Wohin geht die Reise in Stadt und Umland? Gemäß der Smart City-Strategie will Wien wirtschaftsgerecht wie umweltstrategisch in Richtung Zukunft fahren: Stadtrat Peter Hanke stellte im Rahmen des „vie-mobility Symposiums" die Weichenstellungen der Stadt vor. Große Anstrengungen unternimmt die Hauptstadt beispielsweise, um die generellen Treibhausgasemissionen bis zum Jahr 2030 um 50 Prozent zu senken. Man sei schon gut unterwegs, so Hanke. „Jetzt geht es darum, diese Ziele in den nächsten zehn Jahren vollständig zu erreichen."

 

Krise & Klima: Investitionen sind gefragt

Aufgrund der aktuellen Situation, müssten nun aber vordergründig Wirtschaftshilfen geleistet und Arbeitsplätze geschützt werden. Ein Investitionspaket in der Höhe von 600 Millionen Euro soll hier krisenbedingte Probleme abfedern – gleichzeitig aber auch helfen, die Infrastruktur nachhaltig umzubauen.

 

ÖBB forcieren alternative Antriebsformen

Neben Individual-Verkehrslösungen mit Köpfchen ist der Ausbau neuer Verkehrsknotenpunkte – zusammen mit den Österreichischen Bundesbahnen – ein wichtiger Baustein.

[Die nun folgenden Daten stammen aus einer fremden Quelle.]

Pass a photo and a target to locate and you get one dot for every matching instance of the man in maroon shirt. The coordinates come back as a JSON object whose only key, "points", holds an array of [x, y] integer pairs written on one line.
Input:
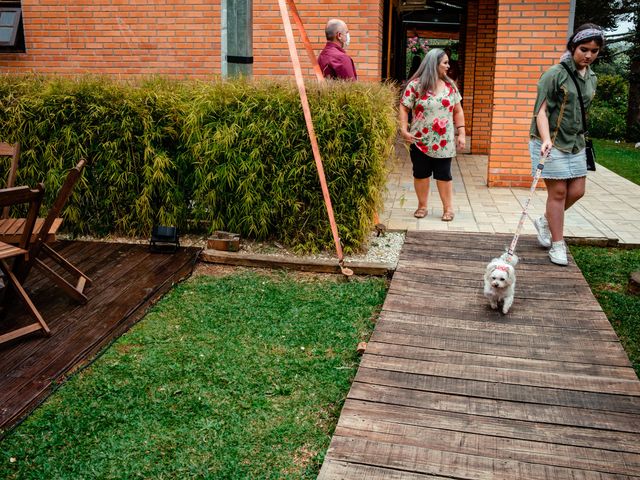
{"points": [[333, 60]]}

ÖBB-Personenverkehr-Vorständin Michaela Huber setzt zusätzlich auf die technologische Mobilitätswende. "Gerade jetzt müssen wir als größter E-Mobility-Provider alternative Antriebsformen wie die Elektrifizierung von Dieselstrecken umsetzen oder wasserstoffangetriebene Züge testen, wo wir gut unterwegs sind. Der Klimaschutz bleibt hier oberstes Ziel."

 

Michaela Huber, ÖBB-Personenverkehr AG

Gerade jetzt müssen wir als größter E-Mobility-Provider alternative Antriebsformen wie die Elektrifizierung von Dieselstrecken umsetzen oder wasserstoffangetriebene Züge testen.

Wasserstoffzug rollt an

Diesen Herbst läuft seitens der ÖBB der Testbetrieb mit einem Wasserstoffzug auf einer Strecke von Wien ins südliche Niederösterreich. Zehn Wochen lang wollen die ÖBB der „Coradia iLint“ des Herstellers Alstom auf seine Fahr- und Verkehrstüchtigkeit prüfen. Dieseltriebzüge sollen nicht nur hier später ausgemustert werden.